Authorization Groups
Authorization Groups package permissions into reusable profiles that are assigned to users. Tenant administrators manage tenant-level groups; account administrators use the account-scoped authorization group route for their account context.
Accessing the Page
Section titled “Accessing the Page”- Route:
/authorization-groups - Menu Path: Settings → General → Authorization Groups
- Primary audience: Tenant administrators and other users with the required admin role.
What you can do here
Section titled “What you can do here”- Search, sort, and filter authorization groups, including inactive groups.
- Create a new permission group from the New Group button.
- Edit group name, description, group type, active status, and the full permission tree.
- Export selected groups to a JSON file or import groups from a JSON file.
- Delete or deactivate groups that are no longer used.
Common tasks
Section titled “Common tasks”- Open Settings → General → Authorization Groups.
- Click New Group to open the create dialog.
- Enter a unique name and optional description, then click Create Group.
- The group detail page opens — configure permissions in the Permissions section.
- Use bulk actions (Grant All Read, Grant All Write, Grant All Admin, Clear All) to set permission levels quickly.
- Save the group, then assign it to users from the Users page.
- Changing a group’s permissions immediately affects every user assigned to that group. Review membership before removing permissions.
- A group name must be unique within the tenant. The name field validates availability in real time.
- Group Type (User vs. Tenant API Key) is locked after creation and cannot be changed.
- Groups deleted from the list are moved to Trash and can be restored.
Creating an Authorization Group
Section titled “Creating an Authorization Group”Click New Group in the page header. A small creation dialog opens where you name the group and pick its type. After saving, the system navigates to the full group form to configure permissions.
Fields
Section titled “Fields”| Field | Required | Type | Description | Default | Validation |
|---|---|---|---|---|---|
| Name | Yes | Text | Unique display name for the group | — | Required; validated for uniqueness in real time |
| Description | No | Textarea | Optional description of the group’s purpose | — | — |
| Group Type | Yes | Select | Scope of the group: User (for portal users) or Tenant API Key (for API key access) | User | Read-only after creation |
| Active | — | Toggle | Enables the group for assignment to users | On | — |
Steps:
- Click New Group in the page header.
- Enter a unique Name and optional Description.
- Choose Group Type: select User for portal users or Tenant API Key for API key access.
- Leave Active on unless the group should be inactive at creation.
- Click Create Group.
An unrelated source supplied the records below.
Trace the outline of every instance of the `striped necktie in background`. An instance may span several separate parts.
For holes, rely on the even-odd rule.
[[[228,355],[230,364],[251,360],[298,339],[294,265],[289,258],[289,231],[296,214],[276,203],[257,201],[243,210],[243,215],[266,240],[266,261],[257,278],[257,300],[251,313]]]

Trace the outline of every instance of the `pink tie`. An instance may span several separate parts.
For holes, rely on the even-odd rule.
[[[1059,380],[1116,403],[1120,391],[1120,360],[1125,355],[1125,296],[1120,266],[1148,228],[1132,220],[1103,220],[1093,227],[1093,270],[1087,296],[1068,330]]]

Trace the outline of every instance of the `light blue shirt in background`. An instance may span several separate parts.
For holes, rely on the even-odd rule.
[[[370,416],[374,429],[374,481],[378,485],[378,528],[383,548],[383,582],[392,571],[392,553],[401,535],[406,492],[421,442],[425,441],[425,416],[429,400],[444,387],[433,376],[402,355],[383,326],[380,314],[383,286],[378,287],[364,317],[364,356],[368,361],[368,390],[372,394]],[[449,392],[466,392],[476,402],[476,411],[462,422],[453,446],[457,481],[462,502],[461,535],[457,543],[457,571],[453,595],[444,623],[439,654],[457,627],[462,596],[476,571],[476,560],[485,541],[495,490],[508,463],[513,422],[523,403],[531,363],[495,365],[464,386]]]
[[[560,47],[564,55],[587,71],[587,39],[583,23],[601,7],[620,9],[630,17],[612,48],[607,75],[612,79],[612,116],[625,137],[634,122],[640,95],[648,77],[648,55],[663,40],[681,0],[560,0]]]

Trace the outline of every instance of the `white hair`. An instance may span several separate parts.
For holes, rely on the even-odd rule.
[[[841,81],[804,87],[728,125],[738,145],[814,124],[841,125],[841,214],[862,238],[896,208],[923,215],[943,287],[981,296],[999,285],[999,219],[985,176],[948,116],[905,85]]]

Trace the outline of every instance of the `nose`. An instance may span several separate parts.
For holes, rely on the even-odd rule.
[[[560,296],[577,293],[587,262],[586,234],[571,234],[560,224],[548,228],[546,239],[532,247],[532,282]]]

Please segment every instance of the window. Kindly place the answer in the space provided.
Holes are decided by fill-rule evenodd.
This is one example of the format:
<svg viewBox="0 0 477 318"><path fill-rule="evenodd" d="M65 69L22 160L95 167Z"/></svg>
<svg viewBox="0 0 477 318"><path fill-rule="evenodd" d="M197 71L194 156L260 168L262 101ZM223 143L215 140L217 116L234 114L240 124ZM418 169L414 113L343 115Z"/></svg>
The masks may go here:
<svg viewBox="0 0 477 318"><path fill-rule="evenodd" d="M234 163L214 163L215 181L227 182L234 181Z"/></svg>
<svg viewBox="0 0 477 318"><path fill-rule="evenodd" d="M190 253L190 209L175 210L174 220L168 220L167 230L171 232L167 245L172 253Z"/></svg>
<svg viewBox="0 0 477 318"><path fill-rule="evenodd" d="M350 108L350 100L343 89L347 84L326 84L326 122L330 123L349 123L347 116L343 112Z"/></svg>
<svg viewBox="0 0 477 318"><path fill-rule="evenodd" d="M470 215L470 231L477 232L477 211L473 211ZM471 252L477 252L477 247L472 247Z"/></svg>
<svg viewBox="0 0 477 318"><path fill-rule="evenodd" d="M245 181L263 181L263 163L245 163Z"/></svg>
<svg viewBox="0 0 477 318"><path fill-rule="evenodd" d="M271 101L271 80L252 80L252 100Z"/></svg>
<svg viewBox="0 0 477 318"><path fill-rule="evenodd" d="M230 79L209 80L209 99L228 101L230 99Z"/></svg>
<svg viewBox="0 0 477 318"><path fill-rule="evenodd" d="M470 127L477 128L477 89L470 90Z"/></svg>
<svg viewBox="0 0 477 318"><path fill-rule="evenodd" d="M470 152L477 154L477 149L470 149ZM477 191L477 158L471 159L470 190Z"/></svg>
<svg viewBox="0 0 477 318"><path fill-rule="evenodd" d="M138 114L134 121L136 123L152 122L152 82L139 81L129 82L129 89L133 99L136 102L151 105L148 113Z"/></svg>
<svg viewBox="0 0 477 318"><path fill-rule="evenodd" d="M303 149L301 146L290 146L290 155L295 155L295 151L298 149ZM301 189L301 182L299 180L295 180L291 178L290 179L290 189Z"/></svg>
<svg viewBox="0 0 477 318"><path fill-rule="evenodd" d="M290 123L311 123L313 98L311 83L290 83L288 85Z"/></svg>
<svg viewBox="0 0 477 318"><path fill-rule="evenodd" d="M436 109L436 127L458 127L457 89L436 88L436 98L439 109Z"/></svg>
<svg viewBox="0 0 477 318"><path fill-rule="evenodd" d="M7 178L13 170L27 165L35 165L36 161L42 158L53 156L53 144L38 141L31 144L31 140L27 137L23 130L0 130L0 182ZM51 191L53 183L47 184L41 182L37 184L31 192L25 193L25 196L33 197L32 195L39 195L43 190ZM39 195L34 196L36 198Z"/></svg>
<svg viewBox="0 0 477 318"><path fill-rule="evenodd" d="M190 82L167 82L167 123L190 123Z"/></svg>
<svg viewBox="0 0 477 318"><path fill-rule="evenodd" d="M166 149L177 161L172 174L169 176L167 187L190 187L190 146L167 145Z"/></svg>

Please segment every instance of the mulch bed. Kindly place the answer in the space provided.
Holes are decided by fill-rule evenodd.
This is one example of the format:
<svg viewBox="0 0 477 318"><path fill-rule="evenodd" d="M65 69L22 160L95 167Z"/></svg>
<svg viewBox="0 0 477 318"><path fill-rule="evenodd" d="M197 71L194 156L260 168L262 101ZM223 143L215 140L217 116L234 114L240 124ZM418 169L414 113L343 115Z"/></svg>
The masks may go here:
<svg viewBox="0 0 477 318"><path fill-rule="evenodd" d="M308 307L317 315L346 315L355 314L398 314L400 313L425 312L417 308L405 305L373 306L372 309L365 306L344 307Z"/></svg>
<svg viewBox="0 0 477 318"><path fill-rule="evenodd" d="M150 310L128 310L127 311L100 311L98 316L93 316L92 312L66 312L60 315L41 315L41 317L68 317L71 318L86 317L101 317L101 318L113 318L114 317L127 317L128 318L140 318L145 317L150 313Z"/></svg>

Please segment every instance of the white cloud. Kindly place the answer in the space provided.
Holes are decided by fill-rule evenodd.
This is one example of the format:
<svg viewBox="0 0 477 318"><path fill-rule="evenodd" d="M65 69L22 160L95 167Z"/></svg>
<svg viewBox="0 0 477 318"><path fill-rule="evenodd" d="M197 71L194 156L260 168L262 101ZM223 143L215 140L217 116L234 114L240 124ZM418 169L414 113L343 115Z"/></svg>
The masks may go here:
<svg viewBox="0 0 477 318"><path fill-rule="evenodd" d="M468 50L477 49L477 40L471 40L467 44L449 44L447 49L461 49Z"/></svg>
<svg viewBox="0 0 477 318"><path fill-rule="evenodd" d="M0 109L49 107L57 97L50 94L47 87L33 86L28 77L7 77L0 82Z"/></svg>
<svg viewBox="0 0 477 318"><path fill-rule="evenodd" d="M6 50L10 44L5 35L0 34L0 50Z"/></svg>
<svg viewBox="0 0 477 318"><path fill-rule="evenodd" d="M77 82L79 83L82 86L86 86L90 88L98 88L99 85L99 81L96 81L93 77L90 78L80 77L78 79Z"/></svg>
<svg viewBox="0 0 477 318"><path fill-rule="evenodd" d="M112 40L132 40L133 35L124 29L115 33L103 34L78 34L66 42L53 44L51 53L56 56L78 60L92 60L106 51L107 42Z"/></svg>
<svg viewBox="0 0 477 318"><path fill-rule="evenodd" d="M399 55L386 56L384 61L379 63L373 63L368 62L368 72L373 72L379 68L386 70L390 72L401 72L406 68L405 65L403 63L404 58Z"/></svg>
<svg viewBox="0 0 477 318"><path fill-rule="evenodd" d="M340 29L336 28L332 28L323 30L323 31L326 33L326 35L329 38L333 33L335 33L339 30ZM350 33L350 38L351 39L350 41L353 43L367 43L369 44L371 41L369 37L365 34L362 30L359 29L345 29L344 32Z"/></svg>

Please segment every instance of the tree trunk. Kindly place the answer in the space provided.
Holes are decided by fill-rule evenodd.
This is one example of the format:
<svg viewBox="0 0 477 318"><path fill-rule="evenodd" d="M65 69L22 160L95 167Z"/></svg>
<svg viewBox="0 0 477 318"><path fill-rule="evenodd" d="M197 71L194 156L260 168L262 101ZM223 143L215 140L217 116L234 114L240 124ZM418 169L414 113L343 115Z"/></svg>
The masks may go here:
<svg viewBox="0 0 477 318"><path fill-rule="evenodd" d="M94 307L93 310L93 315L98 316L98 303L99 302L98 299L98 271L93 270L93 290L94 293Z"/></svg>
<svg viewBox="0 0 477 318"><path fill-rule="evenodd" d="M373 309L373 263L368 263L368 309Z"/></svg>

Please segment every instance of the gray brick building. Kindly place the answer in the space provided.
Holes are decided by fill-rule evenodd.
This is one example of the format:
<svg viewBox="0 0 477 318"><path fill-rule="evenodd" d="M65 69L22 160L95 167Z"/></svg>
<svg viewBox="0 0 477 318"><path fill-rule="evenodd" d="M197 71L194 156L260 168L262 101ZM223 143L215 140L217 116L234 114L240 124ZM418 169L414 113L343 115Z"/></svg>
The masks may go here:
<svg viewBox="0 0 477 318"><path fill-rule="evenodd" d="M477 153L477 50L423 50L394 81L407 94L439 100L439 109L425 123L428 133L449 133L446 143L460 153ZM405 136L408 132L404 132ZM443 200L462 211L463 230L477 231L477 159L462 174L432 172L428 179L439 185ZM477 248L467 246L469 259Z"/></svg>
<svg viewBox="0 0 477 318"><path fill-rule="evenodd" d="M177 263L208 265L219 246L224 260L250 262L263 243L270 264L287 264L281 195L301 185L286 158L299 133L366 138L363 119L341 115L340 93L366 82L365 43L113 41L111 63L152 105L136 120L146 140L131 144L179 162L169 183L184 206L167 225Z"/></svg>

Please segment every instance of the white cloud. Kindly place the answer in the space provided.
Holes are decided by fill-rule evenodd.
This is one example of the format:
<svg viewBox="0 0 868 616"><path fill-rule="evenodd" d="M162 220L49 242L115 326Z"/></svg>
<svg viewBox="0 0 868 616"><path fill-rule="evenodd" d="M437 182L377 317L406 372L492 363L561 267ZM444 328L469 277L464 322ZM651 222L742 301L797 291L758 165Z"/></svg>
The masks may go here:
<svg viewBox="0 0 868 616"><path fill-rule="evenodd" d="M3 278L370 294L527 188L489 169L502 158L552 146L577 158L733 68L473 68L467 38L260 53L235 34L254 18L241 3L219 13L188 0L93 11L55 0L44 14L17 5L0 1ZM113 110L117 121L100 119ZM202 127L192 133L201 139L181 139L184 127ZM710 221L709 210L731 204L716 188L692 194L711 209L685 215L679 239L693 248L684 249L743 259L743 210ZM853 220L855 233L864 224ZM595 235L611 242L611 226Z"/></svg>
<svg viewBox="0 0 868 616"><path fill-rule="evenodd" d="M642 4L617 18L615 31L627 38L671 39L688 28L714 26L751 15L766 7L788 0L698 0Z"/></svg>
The system opens the group form.
- On the group form, configure permissions in the Permissions section and click Save.
The full group form (drill-down) provides two sections:
- Basic Information — Name, Description, Group Type, Active toggle.
- Permissions — searchable, categorized permission tree with level selectors (None, Read, Write, Admin) and resource scope controls.
Editing an Authorization Group
Section titled “Editing an Authorization Group”Open row actions on a group and select Edit to open the edit dialog for quick metadata changes, or click the group name to open the full form for permission editing.
Same fields as Creating. Group Type is read-only after creation and cannot be changed.
The full edit form provides identical sections to the create form for deeper permission management.
Deleting / Deactivating an Authorization Group
Section titled “Deleting / Deactivating an Authorization Group”Open row actions on the target group and choose Delete to move the group to Trash, or open the edit form and set Active to Off to deactivate it while retaining history.
- Open row actions on the target group.
- Select Delete (moves to Trash, recoverable) or open the group and toggle Active to Off (deactivates, retains history).
- Confirm deletion in the dialog.
Note: Deleting a group that has active user assignments is permanent for those assignments — users will lose the permissions the group provided. Reassign users to a replacement group before deleting.